Ambas as histórias foram consideradas casos reais, que inspiraram o autor Jay Anson a escrever um livro em 1977. O livro prende a atenção do leitor, narrando as terríveis experiências vividas pela família Lutz, e serviu de base para o roteiro de Sandor Stern na realização de um filme dois anos depois, chamado por aqui de “A Cidade do Horror”, dirigido por Stuart Rosenberg e estrelado por James Brolin e Margot Kidder como o casal Lutz.
Seguindo uma tendência do cinema de horror dos últimos anos com a crescente produção de refilmagens (como “A Casa da Colina”, “13 Fantasmas”, “O Massacre da Serra Elétrica”, “Madrugada dos Mortos”, “A Casa de Cera”, “A Guerra dos Mundos”, entre outros), em 19/08/2005 entrou em cartaz nos cinemas brasileiros “Horror em Amityville” (The Amityville Horror), uma releitura do original de 1979, dessa vez com direção de Andrew Douglas, roteiro de Scott Kosar, produção do especialista em ação Michael Bay, e elenco liderado por Ryan Reynolds e Melissa George.
George Lutz é o novo marido de Kathy, e o padrasto de seus filhos Danny, Cris e Missy. A família está procurando uma nova casa para morar e encontra uma mansão de estilo colonial holandês à venda por um preço bem inferior de seu valor real. O motivo da desvalorização é por causa um crime hediondo cometido entre suas paredes, com o jovem Ronald DeFeo matando a sangue frio sua família inteira, alegando obedecer a ordem de uma voz em sua mente.
Apesar da tragédia ter ocorrido na casa, os Lutz decidem se mudar. Mas, com o passar dos dias, uma série de acontecimentos estranhos, bizarros e misteriosos, obrigou a família a fugir antes de completar um mês. Nem o padre Callaway conseguiu ajudar, pois ao tentar benzer a casa ele foi ameaçado por uma voz que ordenou que ele saísse imediatamente. A família Lutz abandonou tudo para trás, alegando que a casa era possuída por algo maligno, e que estava influenciando diretamente através da deterioração gradual da personalidade de George, tornando-o progressivamente perigoso e ameaçador para a segurança de todos ao seu redor."

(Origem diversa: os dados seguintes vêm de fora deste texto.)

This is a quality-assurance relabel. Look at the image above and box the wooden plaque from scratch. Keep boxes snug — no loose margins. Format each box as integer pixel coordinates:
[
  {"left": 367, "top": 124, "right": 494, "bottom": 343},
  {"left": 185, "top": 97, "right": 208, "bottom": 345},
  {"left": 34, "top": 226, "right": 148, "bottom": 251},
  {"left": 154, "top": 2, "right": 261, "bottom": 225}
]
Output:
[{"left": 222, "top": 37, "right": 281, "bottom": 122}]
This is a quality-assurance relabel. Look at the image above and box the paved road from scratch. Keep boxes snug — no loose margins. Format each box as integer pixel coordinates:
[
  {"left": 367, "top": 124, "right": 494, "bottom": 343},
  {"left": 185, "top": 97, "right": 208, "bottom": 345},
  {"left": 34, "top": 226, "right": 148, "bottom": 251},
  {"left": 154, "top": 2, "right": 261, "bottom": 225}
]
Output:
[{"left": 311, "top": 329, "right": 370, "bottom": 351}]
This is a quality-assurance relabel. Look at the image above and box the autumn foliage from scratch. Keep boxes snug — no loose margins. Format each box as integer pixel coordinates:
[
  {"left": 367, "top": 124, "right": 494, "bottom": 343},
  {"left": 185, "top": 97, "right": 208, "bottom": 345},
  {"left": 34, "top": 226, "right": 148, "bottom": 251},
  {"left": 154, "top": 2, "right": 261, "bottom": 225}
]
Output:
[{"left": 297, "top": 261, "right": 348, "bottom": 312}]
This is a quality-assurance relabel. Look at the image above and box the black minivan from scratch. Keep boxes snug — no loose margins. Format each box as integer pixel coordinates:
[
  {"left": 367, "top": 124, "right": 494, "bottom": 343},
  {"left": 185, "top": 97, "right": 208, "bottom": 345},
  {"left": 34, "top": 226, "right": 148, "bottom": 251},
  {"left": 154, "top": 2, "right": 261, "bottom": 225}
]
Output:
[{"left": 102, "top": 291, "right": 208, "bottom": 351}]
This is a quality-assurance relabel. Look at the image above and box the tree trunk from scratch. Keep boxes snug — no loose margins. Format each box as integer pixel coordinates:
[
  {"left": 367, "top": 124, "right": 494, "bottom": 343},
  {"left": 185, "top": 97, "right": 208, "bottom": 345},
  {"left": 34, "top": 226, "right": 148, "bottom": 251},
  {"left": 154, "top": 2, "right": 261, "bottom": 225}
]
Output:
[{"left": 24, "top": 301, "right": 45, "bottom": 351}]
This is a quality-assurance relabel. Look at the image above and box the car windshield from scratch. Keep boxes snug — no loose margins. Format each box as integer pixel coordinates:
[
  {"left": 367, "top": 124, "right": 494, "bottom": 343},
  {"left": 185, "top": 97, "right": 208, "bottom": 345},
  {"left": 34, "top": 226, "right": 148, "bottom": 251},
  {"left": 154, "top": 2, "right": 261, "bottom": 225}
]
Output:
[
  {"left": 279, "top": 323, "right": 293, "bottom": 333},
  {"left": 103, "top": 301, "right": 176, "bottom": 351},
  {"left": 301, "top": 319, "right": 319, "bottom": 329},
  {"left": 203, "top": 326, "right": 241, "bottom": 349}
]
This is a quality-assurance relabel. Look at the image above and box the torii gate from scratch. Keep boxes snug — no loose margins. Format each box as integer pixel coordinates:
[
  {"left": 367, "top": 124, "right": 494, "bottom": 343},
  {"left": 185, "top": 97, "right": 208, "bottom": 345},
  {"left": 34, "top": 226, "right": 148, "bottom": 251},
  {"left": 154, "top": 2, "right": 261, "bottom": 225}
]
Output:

Eis uma sinopse. O livro, como eu disse, é muito fácil de ser encontrado em sebos (não houve reedições), e apesar de não ser nenhuma obra-prima literária, tem um enredo que dá muitos calafrios... principalmente, se o leitor resolver levar tudo ao pé da letra e considerar tudo o que é escrito ali como real. Como Jay Anson afirmou.

Se você gosta de sentir pontinhas de medo, sem se preocupar muito com o estilo ou o autor, o livro é uma ótima pedida. Mas não se engane, e não pense que os tais filmes (citados na sinopse da Wikipédia), são alguma coisa que preste: O de 1979 - segundo as críticas - deixa muito a desejar. O de 2005 é simplesmente intragável: Um amontoado de absurdos, totalmente diferente do que é narrado por Anson, com toneladas de sangue, cenas repugnantes, macabras e sem sentido. Nada a ver com a obra. Em absoluto.

O livro conta as aventuras dos Lutz e todo o terror e desespero vivido por eles; porém como é narrado de maneira impessoal, não chega a assustar tanto: O que nos afeta, são as reflexões que podemos fazer ao tentar, após a leitura, considerar alguma hipótese de realidade em tudo aquilo. Se fosse verdade... se tivesse ocorrido mesmo... se não houve nenhum exagero... Se. Em tal caso, o leitor poderá ficar impressionado: Que força tão imensamente maléfica foi aquela, capaz de atingir com tal intensidade toda uma família e até mesmo, as poucas visitas que lá entraram, durante os malfadados 28 dias? Que poder teria sido aquele que, diferentemente de outras "assombrações", não ficava restrito às paredes da casa amaldiçoada, mas chegava a ir atrás de suas vítimas, em outros locais? Como ocorreu ao chamado "Padre Mancuso" , infeliz ao tentar abençoar a casa e que, depois disso, foi atacado por sucessivas moléstias, desde viroses (várias, em poucas semanas), até a feridas nas mãos, manchas no rosto, vozes fantasmagóricas que o ameaçavam, etc.

Muito bem, essa é a questão. O livro em si, é bastante simples. Um relato breve, porém tudo o que é dito nele, sob a égide da "verdade" é que o torno assustador. 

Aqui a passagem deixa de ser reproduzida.